Als je een bericht ontvangt dat het netwerk niet kan worden gevonden of te ver weg is wanneer je apparaten aansluit op de 2,4 GHz-frequentie kan dit worden veroorzaakt door deze opstopping. We raden je aan het kanaal van je router over te schakelen naar 1, 6 of 11, omdat deze kanalen geen overlap met andere kanalen hebben.

Als het Ring-apparaat geen wifinetwerken vindt, probeer je de installatie vanaf het begin of vanaf een ander mobiel apparaat te starten. Als het Ring-apparaat netwerken vindt, maar niet je eigen netwerk, moet je het Ring-apparaat mogelijk laten scannen naar nieuwe netwerken.

  • Als je wilt scannen naar een bijgewerkte netwerklijst moet je de instelmodus afsluiten en opnieuw openen met de instelknop op het apparaat. Dit geldt voor Ring-apparaten die op batterijen werken, zoals de Ring Video Doorbell of Ring Video Doorbell 2.
  • Voor Ring-apparaten die op batterijen werken, zoals de Ring Video Doorbell Pro, Ring Video Doorbell Elite, de Floodlight Cam, Spotlight Cam Wired, Spotlight Cam Mount en de Stick Up Cam Wired moet je de instelknop 10 seconden ingedrukt houden om het apparaat opnieuw op te starten. Hierdoor wordt een nieuwe scan van de beschikbare netwerken gegenereerd voor je volgende installatiepoging.

Je kunt een analysetoepassing voor wifi gebruiken op Android-apparaten, of soms op de router, om te evalueren welke kanalen de grootste opstopping hebben. We raden je aan dit te doen wanneer je problemen ondervindt met de installatie, slechte audio- en/of videokwaliteit of vertraagde meldingen.

Open de communicatieopties van het Ring-apparaat

  • Maak een DHCP-reservering.
    Een DHCP-reservering is een permanente toewijzing van een IP-adres dat is gereserveerd voor het gebruik van één apparaat. Maak met behulp van de Mac-id op de achterkant van het Ring-apparaat of op de doos een DHCP-reservering om ervoor te zorgen dat elke keer dat het Ring-apparaat verbinding maakt met de router, het apparaat hetzelfde adres krijgt.

Let op: er zijn veel verschillende termen voor deze optie; raadpleeg voor de zekerheid de handleiding van de router.

  • Stel een statisch IP-adres in.
    Je kunt ook een statisch IP-adres tijdens het installatieproces in de Ring-toepassing instellen.

Let op: zorg ervoor dat het adres dat je opgeeft buiten het bereik van je DHCP-server ligt om een IP-conflict te voorkomen.

Als er een DHCP-reservering of een vast IP-adres is ingesteld, probeer dan een van de volgende mogelijkheden

  • Verplaats het Ring-apparaat naar de DMZ (gedemilitariseerde zone).
    Gebruik het IP-adres dat je hebt gereserveerd om het Ring-apparaat in de gedemilitariseerde zone (soms IP-passthrough genoemd) van de router te plaatsen.

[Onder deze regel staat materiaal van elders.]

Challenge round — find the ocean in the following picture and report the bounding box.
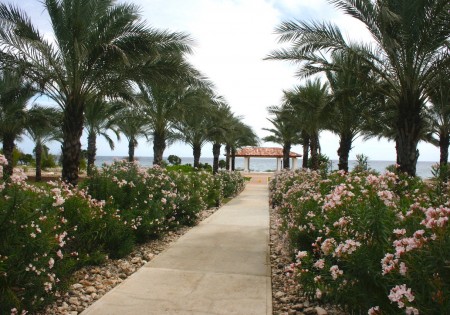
[95,156,436,178]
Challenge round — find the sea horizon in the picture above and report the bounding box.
[95,155,438,178]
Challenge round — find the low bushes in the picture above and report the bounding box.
[270,171,450,314]
[0,156,243,314]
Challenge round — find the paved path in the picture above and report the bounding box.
[82,183,272,315]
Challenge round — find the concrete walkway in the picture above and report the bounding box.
[82,183,272,315]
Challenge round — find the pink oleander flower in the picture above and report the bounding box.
[398,262,408,276]
[320,238,336,255]
[48,258,55,269]
[297,251,308,260]
[314,259,325,269]
[381,254,398,275]
[420,207,450,229]
[394,229,406,236]
[334,240,361,257]
[316,288,322,299]
[367,306,381,315]
[388,284,414,308]
[330,265,344,280]
[405,306,419,315]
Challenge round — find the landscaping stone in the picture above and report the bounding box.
[37,208,217,315]
[270,209,345,315]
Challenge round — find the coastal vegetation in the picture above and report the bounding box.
[0,0,257,185]
[267,0,450,176]
[270,170,450,315]
[0,155,245,314]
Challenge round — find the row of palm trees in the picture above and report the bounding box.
[0,0,257,184]
[268,0,450,176]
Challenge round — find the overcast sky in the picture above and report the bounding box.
[7,0,439,161]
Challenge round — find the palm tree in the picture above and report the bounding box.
[174,88,218,168]
[113,104,151,162]
[0,0,189,184]
[284,79,329,170]
[0,69,36,178]
[136,81,183,165]
[25,105,60,182]
[428,69,450,166]
[208,100,233,174]
[135,65,210,165]
[269,0,450,176]
[225,117,259,171]
[84,97,123,175]
[262,106,300,169]
[324,52,375,172]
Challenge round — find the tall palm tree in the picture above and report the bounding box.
[25,105,60,182]
[225,117,259,171]
[324,51,376,172]
[136,81,184,165]
[262,106,300,169]
[0,68,36,178]
[135,65,210,165]
[113,104,151,162]
[0,0,189,184]
[208,100,233,174]
[428,69,450,166]
[84,97,123,175]
[174,88,222,168]
[284,79,329,170]
[269,0,450,176]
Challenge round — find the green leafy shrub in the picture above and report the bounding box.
[86,161,178,242]
[167,155,181,165]
[0,155,250,314]
[270,171,450,314]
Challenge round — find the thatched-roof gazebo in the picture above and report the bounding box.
[235,147,302,172]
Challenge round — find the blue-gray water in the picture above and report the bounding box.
[95,156,436,178]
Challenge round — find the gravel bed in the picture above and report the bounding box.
[39,208,218,315]
[38,194,346,315]
[270,209,346,315]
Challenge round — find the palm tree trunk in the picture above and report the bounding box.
[396,104,423,176]
[225,144,231,171]
[310,133,319,170]
[61,100,84,185]
[302,132,310,168]
[3,134,15,180]
[337,134,353,172]
[87,132,97,176]
[439,134,450,166]
[192,144,202,168]
[231,147,236,171]
[128,137,136,162]
[34,142,42,182]
[213,142,221,174]
[283,142,291,169]
[153,132,166,166]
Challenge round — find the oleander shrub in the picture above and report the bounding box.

Hierdoor kan het gegevensverkeer van het Ring-apparaat alle beveiligingsinstellingen passeren die de verbinding mogelijk hinderen.

Let op: dit kan slechts voor één verbonden apparaat tegelijk worden gedaan.

Probeer het firewallniveau te verlagen

Firewalls die zijn ingesteld op hoog en soms zelfs gemiddeld, kunnen de communicatie van Ring-apparaten via de router beperken. We raden aan de firewall één niveau per keer te verlagen tot je de instelling hebt gevonden die het beste voor het apparaat werkt.

Let op: wij raden je af om de firewall uit te schakelen. Als het uitschakelen van de firewall de enige manier is waarop het apparaat goed werkt, raden we aan dat je voor verdere hulp contact opneemt met de internetprovider of de leverancier van de router.